I see my noble friend Lady Fraser of Craigmaddie, who wrote a very flattering article in the Times about me that was completely over the top, and then said that I was abusing parliamentary process by tabling my amendment. I have spoken to the clerks and have taken advice on this. I have a precedent for an Act requiring Her Majesty’s Government to publish a draft Bill. I must say it is not one I am particularly comfortable with, but the European Union (Withdrawal) Act 2018 contained precisely such a provision. It might perhaps be unusual but there is certainly nothing unprecedented about having a requirement on the Government to publish a draft Bill.
Those people who have been going round saying that this is an absolute abuse and completely unconstitutional need to read the amendment: it is for the Government to publish a draft Bill. I cannot for the life of me imagine why anyone would be opposed to the Government providing help and support through a draft Bill. It could be considered as a Private Member’s Bill, or by a Joint Committee of both Houses, or be subject to a whole range of processes that would enable people to express their views. It does not commit the Government to supporting the legislation but would allow Members of the House of Commons and of this House to express their views.
I promised the Chief Whip that I would not talk for very long. I hope that I can persuade my noble friend the Minister, and that the Government will indicate that they are prepared to help the provision of a draft Bill. Perhaps they will also recognise that no Private Members’ Bills reach the statute book without some support from government. It is not a neutral position that the Government maintain on this matter of conscience; it is not neutral to persist in a position which means that any Bill which is introduced is going to fail and which prevents Parliament from reaching a view. A neutral position is one that says we will allow Parliament to take a view and that we as a Government will not promote or oppose it but will give the opportunity for Parliament to do so.

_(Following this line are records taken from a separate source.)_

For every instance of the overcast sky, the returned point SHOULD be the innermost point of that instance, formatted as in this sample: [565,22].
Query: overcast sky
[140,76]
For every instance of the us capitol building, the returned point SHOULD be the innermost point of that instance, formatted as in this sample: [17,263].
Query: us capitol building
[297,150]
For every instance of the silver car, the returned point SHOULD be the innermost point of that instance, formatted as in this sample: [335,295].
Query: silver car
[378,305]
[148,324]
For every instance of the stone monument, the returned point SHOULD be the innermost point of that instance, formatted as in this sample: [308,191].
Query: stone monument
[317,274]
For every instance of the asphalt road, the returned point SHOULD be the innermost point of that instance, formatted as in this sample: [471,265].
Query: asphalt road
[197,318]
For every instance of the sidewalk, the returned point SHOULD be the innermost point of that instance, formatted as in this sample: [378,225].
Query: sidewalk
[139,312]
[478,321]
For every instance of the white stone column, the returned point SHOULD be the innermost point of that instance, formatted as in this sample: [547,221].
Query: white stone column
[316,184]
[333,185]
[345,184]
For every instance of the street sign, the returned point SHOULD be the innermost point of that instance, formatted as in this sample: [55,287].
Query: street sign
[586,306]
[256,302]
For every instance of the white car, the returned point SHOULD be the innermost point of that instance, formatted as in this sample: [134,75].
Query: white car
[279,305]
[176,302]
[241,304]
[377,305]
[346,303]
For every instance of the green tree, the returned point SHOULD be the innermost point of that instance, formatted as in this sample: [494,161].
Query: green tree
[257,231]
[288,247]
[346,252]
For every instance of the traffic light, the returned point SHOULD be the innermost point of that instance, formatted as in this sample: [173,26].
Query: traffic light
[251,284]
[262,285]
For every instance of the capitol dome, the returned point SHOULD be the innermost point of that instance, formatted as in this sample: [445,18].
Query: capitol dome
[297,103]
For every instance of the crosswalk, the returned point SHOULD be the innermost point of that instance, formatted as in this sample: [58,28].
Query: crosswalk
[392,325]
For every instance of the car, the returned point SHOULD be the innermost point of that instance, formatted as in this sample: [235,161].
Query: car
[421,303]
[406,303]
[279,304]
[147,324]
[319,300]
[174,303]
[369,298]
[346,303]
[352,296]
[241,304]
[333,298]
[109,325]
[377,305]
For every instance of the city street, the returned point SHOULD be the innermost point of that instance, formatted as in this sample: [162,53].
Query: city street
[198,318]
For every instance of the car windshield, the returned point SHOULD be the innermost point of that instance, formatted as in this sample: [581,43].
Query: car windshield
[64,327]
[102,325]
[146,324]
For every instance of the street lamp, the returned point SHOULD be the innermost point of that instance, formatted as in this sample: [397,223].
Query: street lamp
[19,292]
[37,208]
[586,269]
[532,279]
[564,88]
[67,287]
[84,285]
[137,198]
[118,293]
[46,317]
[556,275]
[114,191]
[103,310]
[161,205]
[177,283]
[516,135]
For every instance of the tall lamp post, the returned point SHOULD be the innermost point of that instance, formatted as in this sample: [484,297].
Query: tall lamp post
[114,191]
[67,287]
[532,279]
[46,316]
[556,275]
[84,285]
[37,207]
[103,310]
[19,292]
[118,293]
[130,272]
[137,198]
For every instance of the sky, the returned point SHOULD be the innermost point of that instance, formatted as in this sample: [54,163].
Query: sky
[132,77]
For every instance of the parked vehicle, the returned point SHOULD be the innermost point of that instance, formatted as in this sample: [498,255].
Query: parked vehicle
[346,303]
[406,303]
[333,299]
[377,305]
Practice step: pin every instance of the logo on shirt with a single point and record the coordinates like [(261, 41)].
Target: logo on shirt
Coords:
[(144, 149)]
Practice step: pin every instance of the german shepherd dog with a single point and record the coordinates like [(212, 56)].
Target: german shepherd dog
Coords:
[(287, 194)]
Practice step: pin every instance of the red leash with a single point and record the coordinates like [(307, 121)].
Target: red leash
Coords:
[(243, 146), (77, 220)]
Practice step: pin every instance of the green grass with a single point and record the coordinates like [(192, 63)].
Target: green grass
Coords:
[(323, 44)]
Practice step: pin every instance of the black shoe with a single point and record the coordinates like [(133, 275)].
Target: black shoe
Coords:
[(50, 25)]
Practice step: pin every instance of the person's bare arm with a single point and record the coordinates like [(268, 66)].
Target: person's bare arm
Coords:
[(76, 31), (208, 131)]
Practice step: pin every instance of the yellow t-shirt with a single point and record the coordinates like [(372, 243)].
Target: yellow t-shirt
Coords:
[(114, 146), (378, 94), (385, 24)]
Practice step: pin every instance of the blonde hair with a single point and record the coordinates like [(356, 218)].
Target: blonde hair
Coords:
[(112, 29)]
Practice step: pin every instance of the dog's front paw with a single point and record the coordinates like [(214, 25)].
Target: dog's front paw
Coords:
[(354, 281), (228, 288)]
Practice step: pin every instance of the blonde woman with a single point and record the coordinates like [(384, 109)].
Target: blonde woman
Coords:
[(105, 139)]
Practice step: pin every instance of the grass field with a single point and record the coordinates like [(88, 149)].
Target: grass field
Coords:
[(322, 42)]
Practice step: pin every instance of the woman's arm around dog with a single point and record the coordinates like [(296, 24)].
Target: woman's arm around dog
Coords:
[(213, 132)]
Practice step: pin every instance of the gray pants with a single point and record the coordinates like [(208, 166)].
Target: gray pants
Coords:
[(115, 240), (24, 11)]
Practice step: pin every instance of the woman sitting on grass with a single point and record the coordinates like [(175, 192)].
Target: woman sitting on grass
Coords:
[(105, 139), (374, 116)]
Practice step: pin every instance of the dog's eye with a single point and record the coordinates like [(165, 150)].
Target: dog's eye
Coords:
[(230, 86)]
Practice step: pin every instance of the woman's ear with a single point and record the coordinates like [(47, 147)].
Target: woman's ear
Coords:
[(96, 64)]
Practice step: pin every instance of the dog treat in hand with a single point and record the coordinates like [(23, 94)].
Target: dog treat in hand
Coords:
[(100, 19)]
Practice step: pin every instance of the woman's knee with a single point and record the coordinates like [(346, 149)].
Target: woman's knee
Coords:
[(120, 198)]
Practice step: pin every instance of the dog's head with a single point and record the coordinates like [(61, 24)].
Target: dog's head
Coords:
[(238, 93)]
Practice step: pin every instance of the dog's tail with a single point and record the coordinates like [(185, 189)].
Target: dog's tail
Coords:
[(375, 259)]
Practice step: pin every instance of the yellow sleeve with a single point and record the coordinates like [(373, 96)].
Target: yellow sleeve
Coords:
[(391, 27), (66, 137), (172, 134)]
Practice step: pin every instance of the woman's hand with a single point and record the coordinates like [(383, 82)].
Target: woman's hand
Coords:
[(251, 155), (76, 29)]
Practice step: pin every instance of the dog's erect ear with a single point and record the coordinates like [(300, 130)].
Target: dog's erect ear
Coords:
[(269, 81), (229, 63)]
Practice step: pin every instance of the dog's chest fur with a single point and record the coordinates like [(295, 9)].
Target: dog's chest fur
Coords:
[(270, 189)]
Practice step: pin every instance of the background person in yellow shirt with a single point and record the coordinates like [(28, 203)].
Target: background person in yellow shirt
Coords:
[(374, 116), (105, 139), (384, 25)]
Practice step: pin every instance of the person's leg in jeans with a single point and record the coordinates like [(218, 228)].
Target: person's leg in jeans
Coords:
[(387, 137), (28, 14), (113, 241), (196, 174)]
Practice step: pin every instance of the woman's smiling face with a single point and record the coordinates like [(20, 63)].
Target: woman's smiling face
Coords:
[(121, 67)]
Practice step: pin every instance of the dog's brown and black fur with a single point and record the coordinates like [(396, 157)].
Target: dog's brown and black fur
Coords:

I say to my noble friend that perhaps he could make a commitment this evening—perhaps he might even accept the amendment, which is a probing amendment. For those people listening to this debate and wondering whether there might be any votes, I am not proposing to divide the House at the Committee stage of this Bill, because I am really hopeful that my noble friend the Minister will come forward with a proposal that meets the expectations that this amendment is designed to achieve, and it will not be necessary for me to come back on Report.